All the analysis from now on is based on this sample of 10.402.
Let’s see where the users come from:
This is additional data we collect, not asked in the survey
ro$country[ro$country==""] <- NA
table(ro$country)
Algeria Angola Australia Austria
0 1 1 5 32
Belarus Belgium Bosnia and Herzegovina Bulgaria Cameroon
1 88 0 7 1
Canada Cape Verde Colombia Croatia Cyprus
28 1 2 2 1
Czech Republic Denmark Finland France Germany
11 33 2 97 158
Greece Guernsey Hong Kong Hungary Iceland
0 1 2 21 2
India Indonesia Ireland Israel Italy
4 1 12 0 41
Japan Lebanon Liberia Liechtenstein Luxembourg
1 1 1 1 7
Macedonia Malaysia Malta Mexico Monaco
2 1 2 1 1
Morocco Netherlands Nigeria Norway Oman
1 63 3 5 1
Poland Portugal Puerto Rico Qatar Republic of Korea
11 9 1 2 1
Republic of Lithuania Republic of Moldova Romania Saudi Arabia Serbia
2 9 9206 0 4
Singapore Slovak Republic Slovenia South Sudan Spain
3 1 3 1 28
Sri Lanka Sweden Switzerland Taiwan Thailand
1 22 18 1 1
Turkey Ukraine United Arab Emirates United Kingdom United States
2 3 3 258 105
unknown Venezuela Vietnam
37 1 2
Let’s have a look at the demographics. We ask these questions in the beginning of the tool, and quite a few people fill in this information. The variables are collected separatelly for people who took the survey on their phone, that’s why there are two variables for gender. You need to look at the last 2 rows, where coded 0 are females, code 1 are males.
ro$male <- ifelse(ro$background_question_0==0, 1,
ifelse(ro$background_question_0==1, 0,
NA))
ro$malem <- ifelse(ro$background_question_1_is_mobile==0, 1,
ifelse(ro$background_question_1_is_mobile==1, 0,
NA))
ro$male[is.na(ro$male)] <- ro$malem[is.na(ro$male)]
table(ro$male)
0 1
1636 3507
So there are 3507 men and 1636 women. This is quite normal, as men are more interested in politics than women.
Next, age. I’ll create age categories, 18-29 coded 1, 30-49 coded 2, 50-64 coded 3 and 65+ coded 4
ro$age <- 2016 - (ro$background_question_2 + 1910)
ro$age[ro$age < 18] <- NA
ro$age[ro$age >= 18 & ro$age <= 29] <- 1
ro$age[ro$age >= 30 & ro$age <= 49] <- 2
ro$age[ro$age >= 50 & ro$age <= 64] <- 3
ro$age[ro$age >= 65] <- 4
ro$agea <- 2016 - (ro$background_question_3_is_mobile + 1910)
ro$agea[ro$agea < 18] <- NA
ro$agea[ro$agea >= 18 & ro$agea <= 29] <- 1
ro$agea[ro$agea >= 30 & ro$agea <= 49] <- 2
ro$agea[ro$agea >= 50 & ro$agea <= 64] <- 3
ro$agea[ro$agea >= 65] <- 4
ro$age[is.na(ro$age)] <- ro$agea[is.na(ro$age)]
table(ro$age)
1 2 3 4
2279 2469 297 84
I can make smaller age brackets if needed.

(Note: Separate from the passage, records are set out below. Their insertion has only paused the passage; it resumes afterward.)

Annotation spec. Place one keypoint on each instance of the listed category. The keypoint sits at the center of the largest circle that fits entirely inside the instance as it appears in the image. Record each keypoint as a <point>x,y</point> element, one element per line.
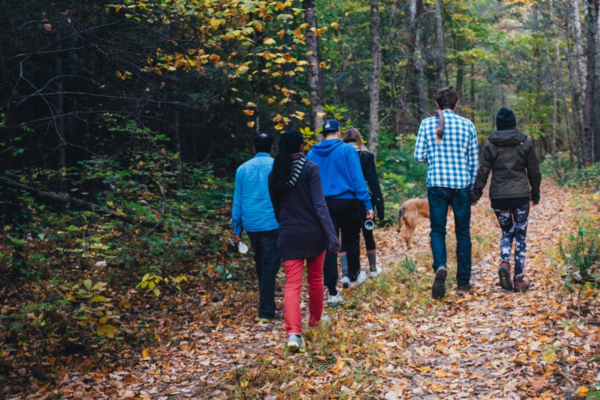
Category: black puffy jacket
<point>511,158</point>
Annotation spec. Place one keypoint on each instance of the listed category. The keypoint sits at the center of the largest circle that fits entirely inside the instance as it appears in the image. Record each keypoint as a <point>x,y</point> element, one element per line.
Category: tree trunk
<point>588,130</point>
<point>473,105</point>
<point>441,49</point>
<point>554,95</point>
<point>578,39</point>
<point>376,55</point>
<point>179,160</point>
<point>312,56</point>
<point>416,10</point>
<point>421,84</point>
<point>287,68</point>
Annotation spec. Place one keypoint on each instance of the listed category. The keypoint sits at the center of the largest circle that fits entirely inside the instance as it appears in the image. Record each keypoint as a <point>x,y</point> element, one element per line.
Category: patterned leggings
<point>514,227</point>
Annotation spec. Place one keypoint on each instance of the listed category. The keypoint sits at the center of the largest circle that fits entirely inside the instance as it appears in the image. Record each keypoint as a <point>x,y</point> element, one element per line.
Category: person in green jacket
<point>516,178</point>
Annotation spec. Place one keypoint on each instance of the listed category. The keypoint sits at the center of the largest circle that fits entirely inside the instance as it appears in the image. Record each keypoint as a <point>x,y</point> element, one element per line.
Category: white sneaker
<point>333,301</point>
<point>362,277</point>
<point>345,282</point>
<point>375,274</point>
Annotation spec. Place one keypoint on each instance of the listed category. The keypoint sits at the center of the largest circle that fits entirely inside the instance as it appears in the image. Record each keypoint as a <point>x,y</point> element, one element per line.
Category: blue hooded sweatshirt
<point>341,174</point>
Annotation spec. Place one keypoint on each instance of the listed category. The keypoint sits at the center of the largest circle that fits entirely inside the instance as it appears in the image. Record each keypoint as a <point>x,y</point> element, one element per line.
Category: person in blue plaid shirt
<point>448,144</point>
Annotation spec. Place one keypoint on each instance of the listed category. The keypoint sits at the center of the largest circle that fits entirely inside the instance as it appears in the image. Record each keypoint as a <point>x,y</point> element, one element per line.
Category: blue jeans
<point>514,228</point>
<point>268,261</point>
<point>460,200</point>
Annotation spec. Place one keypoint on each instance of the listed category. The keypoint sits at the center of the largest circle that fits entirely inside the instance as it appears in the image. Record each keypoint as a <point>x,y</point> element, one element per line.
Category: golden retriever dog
<point>410,212</point>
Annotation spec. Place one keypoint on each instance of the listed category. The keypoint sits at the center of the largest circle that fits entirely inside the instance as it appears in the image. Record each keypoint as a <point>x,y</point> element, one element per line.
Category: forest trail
<point>390,340</point>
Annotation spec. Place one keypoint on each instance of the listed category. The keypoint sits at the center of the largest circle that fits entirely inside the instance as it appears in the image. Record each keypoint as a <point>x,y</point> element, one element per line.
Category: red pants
<point>294,270</point>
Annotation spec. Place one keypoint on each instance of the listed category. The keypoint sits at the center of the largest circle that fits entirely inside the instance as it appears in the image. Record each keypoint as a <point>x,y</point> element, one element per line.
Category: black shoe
<point>438,290</point>
<point>465,288</point>
<point>504,275</point>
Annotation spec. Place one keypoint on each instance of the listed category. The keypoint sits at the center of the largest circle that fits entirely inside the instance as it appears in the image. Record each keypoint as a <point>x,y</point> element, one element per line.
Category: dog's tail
<point>400,221</point>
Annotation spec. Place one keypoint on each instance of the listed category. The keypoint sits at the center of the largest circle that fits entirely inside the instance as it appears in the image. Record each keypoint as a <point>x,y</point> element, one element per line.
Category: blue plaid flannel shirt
<point>453,163</point>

We move on to education 0 - no education, 1 - elementary school, 2 - high school, 3 - university degree, master and PhD, 4 - post doctoral studies
ro$edu <- ifelse(ro$background_question_4==0, 0,
ifelse(ro$background_question_4==1, 1,
ifelse(ro$background_question_4==2, 2,
ifelse(ro$background_question_4==4, 4,
ifelse(ro$background_question_4=="Facultate\nMasterat/Doctorat", 3,
ifelse(ro$background_question_4=="Posztgraduális végzettség ", 4,
NA))))))
ro$edum <- ifelse(ro$background_question_5_is_mobile==0, 0,
ifelse(ro$background_question_5_is_mobile==1, 1,
ifelse(ro$background_question_5_is_mobile==2, 2,
ifelse(ro$background_question_5_is_mobile==4, 4,
ifelse(ro$background_question_5_is_mobile=="Facultate\nMasterat/Doctorat", 3,
ifelse(ro$background_question_5_is_mobile=="Posztgraduális végzettség ", 4,
NA))))))
ro$edu[is.na(ro$edu)] <- ro$edum[is.na(ro$edu)]
table(ro$edu)
0 1 2 3 4
17 61 988 3640 323
As expected, mostly highly educated people.
Now, we can see the city where people intend to vote (for this type of election, you can only vote in the electoral circumscription you belong to, which is usually the hometown)
ro$location <- 0
ro$location[is.na(ro$background_question_8)] <- NA # overwrite 0's with NA's if background_question_8 is NA
ro$location[ro$background_question_8==0] <- "Alba"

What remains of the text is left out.